Mickey Lukens, a senior majoring in Culture and Media, is using Twitter to revive the events of September 11th, 2001.
After conducting research through online news publications, he learned the exact times at which major events during the attacks and their aftermaths took place. On the account, named Angelus Novus (@NovusAngelus), and created solely for this project, Lukens posted updates throughout the day as if the attacks were in progress.
Lukens’ main intention behind the project was to encourage people to consider the impact of the attacks in a more modern context, and also to reflect on how the nation’s mindset has changed since that day. “It’s important to ask the question of how a country deals with an event like this as time goes by,” he said.
On a more basic level, Lukens is interested in how people will react to the translation of this event into social media. “At one point, I just realized that I had to do this,” he said. “And I knew that if I was going to do it, I had to go all-out.”

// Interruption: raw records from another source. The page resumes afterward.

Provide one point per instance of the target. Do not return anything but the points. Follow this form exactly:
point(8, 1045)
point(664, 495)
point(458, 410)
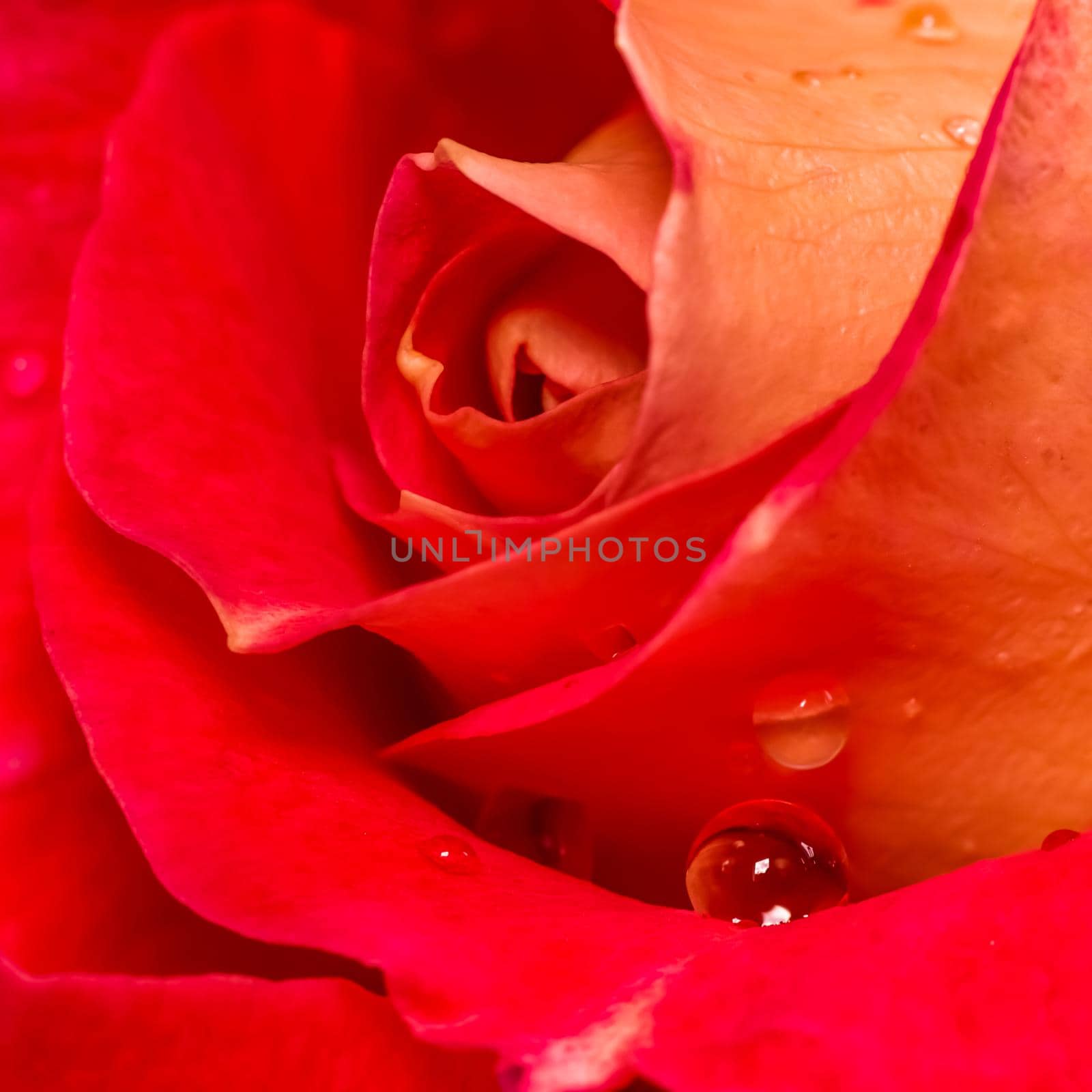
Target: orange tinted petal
point(805, 210)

The name of the page was inspired by Walter Benjamin’s analysis of a painting by Paul Klee, pictured below. Benjamin described the figure as “an angel with its wings up, looking at a tragic event, moving backwards and into the present simultaneously.” Because Lukens is interested in exploring the intellectual impact of this tragic event, he felt that this painting aligned with his image of the project.

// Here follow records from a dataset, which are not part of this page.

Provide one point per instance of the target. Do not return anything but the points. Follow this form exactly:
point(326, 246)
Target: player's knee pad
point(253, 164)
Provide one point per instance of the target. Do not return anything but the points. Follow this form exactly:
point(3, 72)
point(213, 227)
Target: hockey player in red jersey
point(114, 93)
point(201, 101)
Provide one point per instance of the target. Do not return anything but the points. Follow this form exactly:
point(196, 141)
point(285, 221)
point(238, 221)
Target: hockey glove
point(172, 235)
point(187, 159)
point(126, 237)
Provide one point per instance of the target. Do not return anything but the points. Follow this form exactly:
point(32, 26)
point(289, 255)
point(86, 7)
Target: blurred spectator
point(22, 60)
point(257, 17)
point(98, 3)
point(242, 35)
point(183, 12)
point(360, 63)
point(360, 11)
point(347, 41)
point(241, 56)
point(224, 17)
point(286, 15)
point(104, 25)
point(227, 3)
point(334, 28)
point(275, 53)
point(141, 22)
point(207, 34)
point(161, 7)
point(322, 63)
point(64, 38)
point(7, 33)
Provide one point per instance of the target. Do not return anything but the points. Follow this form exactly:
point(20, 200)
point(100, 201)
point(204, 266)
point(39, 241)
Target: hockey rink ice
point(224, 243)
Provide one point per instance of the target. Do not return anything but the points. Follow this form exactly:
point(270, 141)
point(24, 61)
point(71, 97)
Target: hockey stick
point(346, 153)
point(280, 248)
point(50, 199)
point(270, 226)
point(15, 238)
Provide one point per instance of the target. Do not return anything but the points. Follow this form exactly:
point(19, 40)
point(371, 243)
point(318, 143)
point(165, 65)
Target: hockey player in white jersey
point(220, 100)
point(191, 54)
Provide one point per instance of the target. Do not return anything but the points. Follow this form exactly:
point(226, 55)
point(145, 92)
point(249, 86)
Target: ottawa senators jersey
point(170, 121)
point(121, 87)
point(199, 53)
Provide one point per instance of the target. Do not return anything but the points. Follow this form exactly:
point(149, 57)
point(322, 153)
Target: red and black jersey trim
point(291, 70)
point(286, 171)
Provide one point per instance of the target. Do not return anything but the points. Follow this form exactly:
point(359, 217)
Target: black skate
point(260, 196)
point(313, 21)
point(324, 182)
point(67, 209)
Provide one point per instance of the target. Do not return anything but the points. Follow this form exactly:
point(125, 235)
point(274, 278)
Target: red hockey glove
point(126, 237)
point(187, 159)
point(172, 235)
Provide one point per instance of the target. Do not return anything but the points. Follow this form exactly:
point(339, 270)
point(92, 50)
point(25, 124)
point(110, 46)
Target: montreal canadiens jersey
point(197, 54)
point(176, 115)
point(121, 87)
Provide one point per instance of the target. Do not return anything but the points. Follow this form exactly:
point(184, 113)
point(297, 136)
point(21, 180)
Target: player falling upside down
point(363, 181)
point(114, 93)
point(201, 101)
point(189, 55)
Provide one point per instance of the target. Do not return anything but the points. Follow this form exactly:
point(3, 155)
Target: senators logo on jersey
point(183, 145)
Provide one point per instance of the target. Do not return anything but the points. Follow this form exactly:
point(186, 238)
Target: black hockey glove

The posts themselves are meant to serve more as a timeline for the reader than as mock news updates, and they go beyond merely recounting the attacks themselves. Alerts to developments like “Bush departing from Florida” help provide a sense of the day’s progression.
“It’s more about getting people to experience the day again,” said Lukens. He hoped that followers reading his updates would think about what they were doing at that very moment in 2001.

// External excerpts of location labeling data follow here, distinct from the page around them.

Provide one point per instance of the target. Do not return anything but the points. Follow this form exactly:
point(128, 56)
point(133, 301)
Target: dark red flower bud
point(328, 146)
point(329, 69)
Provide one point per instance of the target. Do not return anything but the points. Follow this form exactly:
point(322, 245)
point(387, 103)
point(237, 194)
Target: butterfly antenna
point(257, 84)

Currently, the Lukens has posted fifty one times and has three followers. Because he thought of the concept for the project only a week before today, he’s had difficulty developing publicity for it. Still, he hopes to keep the posts he’s made today throughout the year, attract more attention, and continue with it into the future.
Dilara O’Neil, a sophomore studying Journalism, was living in Greece at the time of the attacks. Still, she remembers her mother receiving a frantic call from her father as she was leaving swim practice, where he told her what had happened. “It didn’t really hit me until later that night,” she said.
Despite her initially distanced reaction, O’Neil feels that people are beginning to lose sense of the weight of the tragedy. “I think the account is a good reminder,” she said.